The Cape file snake (Limaformosa capensis) is a species of medium-sized, non-venomous snake endemic to Africa, belonging to the family Lamprophiidae.

==Geographic range==
L. capensis is found from Natal northwards through the former Transvaal and Zimbabwe, and westwards to the Caprivi Strip and Namibia, thence northwards to Cameroon and Somalia.

==Description==
L. capensis is a medium to large snake. With an average total length (including tail) of about 120 cm, specimens of 165 cm total length have been recorded. It has a very flat head, and its body is strikingly triangular in cross-section.

The Cape file snake's dorsal scales are strongly keeled with extensive pink-purple bare skin between the scales. Its colour is mostly grey to grey-brown, but occasionally dark olive to purple-brown. The prominent vertebral stripe is white to yellow, while the belly is ivory white to cream.
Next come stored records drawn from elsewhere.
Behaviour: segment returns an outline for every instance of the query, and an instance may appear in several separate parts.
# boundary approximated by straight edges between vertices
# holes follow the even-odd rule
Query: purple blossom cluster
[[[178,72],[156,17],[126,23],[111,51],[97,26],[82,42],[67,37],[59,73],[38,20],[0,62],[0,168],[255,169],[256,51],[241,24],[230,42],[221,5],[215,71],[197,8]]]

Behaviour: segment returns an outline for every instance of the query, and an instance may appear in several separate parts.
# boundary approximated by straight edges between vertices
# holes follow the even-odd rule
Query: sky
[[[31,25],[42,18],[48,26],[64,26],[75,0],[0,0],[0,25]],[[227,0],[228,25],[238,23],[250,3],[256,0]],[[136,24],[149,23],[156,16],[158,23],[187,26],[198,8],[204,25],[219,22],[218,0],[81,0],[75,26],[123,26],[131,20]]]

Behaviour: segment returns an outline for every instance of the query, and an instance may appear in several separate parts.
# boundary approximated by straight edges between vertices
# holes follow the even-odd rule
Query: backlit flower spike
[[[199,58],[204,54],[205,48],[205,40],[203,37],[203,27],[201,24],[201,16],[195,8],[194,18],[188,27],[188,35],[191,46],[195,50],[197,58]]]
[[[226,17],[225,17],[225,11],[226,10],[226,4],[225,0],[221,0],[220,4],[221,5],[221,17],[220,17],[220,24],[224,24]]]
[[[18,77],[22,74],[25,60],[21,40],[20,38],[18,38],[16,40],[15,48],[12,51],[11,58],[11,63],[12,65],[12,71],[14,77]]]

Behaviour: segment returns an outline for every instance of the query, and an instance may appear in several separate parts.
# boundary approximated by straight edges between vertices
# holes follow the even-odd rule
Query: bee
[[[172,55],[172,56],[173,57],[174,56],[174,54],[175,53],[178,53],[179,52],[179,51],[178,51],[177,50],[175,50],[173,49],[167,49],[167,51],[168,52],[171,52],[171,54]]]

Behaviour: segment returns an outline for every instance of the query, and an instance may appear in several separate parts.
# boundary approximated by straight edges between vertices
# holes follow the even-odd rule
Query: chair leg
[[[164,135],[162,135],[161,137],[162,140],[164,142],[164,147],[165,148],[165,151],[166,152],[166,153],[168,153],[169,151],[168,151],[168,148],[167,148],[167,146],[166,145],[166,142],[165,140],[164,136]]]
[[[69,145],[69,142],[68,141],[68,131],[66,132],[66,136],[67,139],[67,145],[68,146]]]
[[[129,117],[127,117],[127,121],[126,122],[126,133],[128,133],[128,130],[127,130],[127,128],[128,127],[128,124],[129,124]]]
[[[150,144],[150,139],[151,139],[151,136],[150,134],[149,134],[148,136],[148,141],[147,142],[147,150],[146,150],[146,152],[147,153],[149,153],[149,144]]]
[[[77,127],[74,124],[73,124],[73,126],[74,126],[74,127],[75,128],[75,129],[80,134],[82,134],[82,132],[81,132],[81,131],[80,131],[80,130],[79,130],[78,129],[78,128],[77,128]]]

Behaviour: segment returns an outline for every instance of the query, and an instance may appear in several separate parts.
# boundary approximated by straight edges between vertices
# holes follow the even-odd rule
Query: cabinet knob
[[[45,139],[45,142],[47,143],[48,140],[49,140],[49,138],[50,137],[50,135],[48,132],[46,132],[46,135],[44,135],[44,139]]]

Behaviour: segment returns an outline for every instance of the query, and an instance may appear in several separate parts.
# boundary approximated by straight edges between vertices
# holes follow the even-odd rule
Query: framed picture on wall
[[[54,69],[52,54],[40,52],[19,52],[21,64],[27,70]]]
The dorsal scales, in addition to the strong primary keel, have secondary keels and tubercles, but no apical pits. The dorsal scales are arranged in 15 rows at midbody (in 17 rows on the neck). The ventrals number 203-241. The anal plate is undivided. The subcaudals number 45-61, and are divided (in two rows).

==Habitat==
The preferred natural habitats of L. capensis are shrubland, savanna, and coastal forest, at altitudes from sea level to 1,500 m.

==Diet==
Though it is not venomous, the Cape file snake is a highly successful predator of other snakes, easily following a scent trail and apparently immune to all venom. It also preys on small vertebrates.

==Defense==
Rarely attempting to bite when captured, L. capensis may defecate in self-defence.

==Reproduction==
L. capensis is oviparous. In the summer, an adult female may lay one or two clutches of eggs. Clutch size varies from 5-13. The eggs are large, 47–55 mm (about 2 inches) long, by 20–31 mm (about 1 inch) wide. Each hatchling is 39–42 cm (about 16 inches) in total length (including tail).